June 1, 2022 update: the contest is now posted. We’ve also compiled a separate resource for criticisms and red teaming.


We’re writing this post to say that we’re interested in running a contest on the Forum for writing that critically engages with theory or work from the EA community.

We are: Lizka (the Content Specialist at CEA), Joshua, and Fin.

Consider this a pre-announcement: we’re still figuring out the details, but we want to commit right now to supporting high-quality critical work within EA — including critiques, questioning, red teaming, and minimal-trust investigations. We think a contest could make a good start.

Why do we think this matters? In short, we think there are some reasons to expect good criticism to be undersupplied relative to its real value. And that matters: as EA grows, it’s going to become increasingly important that we scrutinize the ideas and assumptions behind key decisions — and that we welcome outside experts to do the same.[1]

So we want to run a contest to incentivize and reward the most thoughtful and most action-relevant critical work (cross-)posted to the Forum.[2] The Creative Writing Contest last year would be a good point of comparison, but we’re hopeful the prize pool will be significantly larger this time — perhaps up to around $100k if enough submissions really meet the bar. The judging panel is taking shape already, and we’re looking forward to sharing it.

We’re excited to read about errors in widely-cited analyses, gaps in EA’s philosophical toolset, missing crucial considerations, independent reassessments of key claims, evaluations of EA organizations, suggestions for how to further improve community norms and institutions, and efforts to communicate and ‘steelman’ existing criticisms for an EA audience.

The judging criteria aren’t finalized, but we’re imagining an ideal submission would be:

  • Critical — the piece takes a critical or questioning stance towards some aspect of EA, theory or practice;

  • Important — the issues discussed really matter for our ability to do the most good as a movement;

  • Novel — the piece presents new arguments, or otherwise presents familiar ideas in a new way;

  • Constructive — we can see how the work is decision-relevant (directly or indirectly). Bonus points for concrete solutions.

We don’t expect that every winning piece needs to do well at every one of these criteria, but we do value them all.

We also want to reward reasoning transparency /​ ‘epistemic legibility’, clarity of writing, ‘punching up’, awareness of context, and a scout mindset. On the other hand, we don’t want to encourage personal attacks or diatribes that are likely to produce much more heat than light. And we hope that subject-matter experts who don’t typically associate with EA find out about this and share insights we haven’t yet heard.

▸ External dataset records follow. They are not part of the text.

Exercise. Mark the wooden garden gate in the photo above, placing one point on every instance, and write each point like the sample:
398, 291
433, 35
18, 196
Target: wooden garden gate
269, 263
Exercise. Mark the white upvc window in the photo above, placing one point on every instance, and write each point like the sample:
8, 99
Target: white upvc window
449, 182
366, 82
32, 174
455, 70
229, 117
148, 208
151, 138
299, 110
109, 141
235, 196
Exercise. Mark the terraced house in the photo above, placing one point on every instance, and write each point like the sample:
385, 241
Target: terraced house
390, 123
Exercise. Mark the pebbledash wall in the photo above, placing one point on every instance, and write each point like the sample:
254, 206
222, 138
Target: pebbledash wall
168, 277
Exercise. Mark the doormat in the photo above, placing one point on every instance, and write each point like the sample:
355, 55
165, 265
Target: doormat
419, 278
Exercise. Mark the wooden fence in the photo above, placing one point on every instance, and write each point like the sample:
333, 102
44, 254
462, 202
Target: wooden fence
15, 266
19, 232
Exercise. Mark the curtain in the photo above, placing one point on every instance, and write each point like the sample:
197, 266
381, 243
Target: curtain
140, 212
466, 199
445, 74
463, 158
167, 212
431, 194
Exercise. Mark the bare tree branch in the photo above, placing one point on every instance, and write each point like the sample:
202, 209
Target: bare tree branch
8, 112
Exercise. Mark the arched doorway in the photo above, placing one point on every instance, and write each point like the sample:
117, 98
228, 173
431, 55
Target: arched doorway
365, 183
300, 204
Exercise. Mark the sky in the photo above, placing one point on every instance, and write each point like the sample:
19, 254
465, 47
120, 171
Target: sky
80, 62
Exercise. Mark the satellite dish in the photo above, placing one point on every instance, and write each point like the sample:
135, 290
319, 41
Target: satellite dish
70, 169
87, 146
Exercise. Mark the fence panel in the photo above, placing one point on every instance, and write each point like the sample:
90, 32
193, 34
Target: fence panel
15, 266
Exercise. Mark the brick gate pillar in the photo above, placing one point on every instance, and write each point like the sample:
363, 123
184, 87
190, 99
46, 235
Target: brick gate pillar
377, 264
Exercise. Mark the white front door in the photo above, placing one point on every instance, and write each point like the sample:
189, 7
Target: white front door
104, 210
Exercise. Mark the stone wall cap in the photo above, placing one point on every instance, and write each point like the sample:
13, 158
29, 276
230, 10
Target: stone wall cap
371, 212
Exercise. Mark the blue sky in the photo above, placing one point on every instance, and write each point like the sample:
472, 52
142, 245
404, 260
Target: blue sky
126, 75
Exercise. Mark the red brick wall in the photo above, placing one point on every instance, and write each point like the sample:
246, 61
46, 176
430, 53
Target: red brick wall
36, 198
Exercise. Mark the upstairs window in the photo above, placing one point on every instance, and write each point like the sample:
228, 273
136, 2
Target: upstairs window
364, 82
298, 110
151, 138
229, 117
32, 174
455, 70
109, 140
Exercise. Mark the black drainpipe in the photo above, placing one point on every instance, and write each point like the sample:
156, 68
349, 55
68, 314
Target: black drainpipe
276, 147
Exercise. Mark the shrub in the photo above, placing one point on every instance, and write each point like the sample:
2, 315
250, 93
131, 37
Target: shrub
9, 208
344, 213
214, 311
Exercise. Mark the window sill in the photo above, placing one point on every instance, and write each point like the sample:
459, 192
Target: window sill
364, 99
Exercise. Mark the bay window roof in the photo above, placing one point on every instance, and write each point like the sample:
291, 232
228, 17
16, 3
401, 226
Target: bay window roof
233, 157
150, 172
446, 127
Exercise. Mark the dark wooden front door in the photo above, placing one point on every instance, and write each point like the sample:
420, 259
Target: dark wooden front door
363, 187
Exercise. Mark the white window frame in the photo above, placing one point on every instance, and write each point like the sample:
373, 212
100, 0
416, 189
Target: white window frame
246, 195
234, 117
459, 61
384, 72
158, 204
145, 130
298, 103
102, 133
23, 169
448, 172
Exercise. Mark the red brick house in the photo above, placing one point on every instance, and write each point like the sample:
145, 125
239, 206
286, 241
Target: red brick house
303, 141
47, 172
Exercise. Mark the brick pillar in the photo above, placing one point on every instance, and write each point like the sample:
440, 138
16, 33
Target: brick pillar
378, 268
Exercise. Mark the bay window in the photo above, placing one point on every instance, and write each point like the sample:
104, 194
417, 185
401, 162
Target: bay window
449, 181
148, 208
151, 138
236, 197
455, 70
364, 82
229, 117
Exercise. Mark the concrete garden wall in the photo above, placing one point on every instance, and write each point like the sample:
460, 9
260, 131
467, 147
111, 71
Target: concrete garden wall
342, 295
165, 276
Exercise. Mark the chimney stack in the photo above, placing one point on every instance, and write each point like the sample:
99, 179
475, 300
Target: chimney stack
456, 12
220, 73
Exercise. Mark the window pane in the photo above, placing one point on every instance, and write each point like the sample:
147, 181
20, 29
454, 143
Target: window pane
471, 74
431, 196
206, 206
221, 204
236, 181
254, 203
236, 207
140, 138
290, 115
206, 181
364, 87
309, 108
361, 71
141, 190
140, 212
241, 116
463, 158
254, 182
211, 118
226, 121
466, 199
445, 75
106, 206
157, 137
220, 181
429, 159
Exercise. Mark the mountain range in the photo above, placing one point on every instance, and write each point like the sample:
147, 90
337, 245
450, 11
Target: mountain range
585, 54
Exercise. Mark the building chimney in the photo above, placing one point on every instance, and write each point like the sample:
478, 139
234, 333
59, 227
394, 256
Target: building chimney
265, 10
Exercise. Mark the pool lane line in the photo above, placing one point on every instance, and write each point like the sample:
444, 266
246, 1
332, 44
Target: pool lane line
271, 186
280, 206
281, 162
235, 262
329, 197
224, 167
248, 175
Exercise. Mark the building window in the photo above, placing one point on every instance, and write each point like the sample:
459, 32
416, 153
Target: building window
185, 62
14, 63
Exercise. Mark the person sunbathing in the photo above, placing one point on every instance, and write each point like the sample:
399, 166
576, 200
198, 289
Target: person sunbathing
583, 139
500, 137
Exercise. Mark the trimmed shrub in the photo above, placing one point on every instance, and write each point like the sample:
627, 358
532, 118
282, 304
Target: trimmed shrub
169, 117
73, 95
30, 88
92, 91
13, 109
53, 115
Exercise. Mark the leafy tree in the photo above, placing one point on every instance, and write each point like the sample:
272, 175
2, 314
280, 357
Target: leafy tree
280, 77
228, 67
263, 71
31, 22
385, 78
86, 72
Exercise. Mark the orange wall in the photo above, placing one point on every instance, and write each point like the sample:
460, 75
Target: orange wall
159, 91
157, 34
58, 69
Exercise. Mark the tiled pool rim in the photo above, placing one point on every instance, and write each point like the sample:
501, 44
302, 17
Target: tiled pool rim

Should you hold off on posting until the contest is properly announced in order to ensure eligibility? You don’t have to: if we go ahead, we’ll accept pieces posted from this week (beginning March 21st, 2022) onwards.[3]

Another reason we’re ‘pre-announcing’ this idea is to hear some initial thoughts from Forum users. We think it’s especially important to get the details right here, so we’d be interested to hear what considerations we should bear in mind, that we might otherwise miss. Thanks!

  1. ^

    Joshua Teperowski Monrad elaborates in his post ‘Rowing and Steering the Effective Altruism Movement’. Fin Moorhouse describes the rationale for a contest in his ‘EA Project Ideas’ post. We also recommend Linch’s shortform post on ‘red teaming papers as an EA training exercise’.

  2. ^

    This should complement, rather than duplicate, the ‘Red Team Challenge’ recently announced by Training for Good.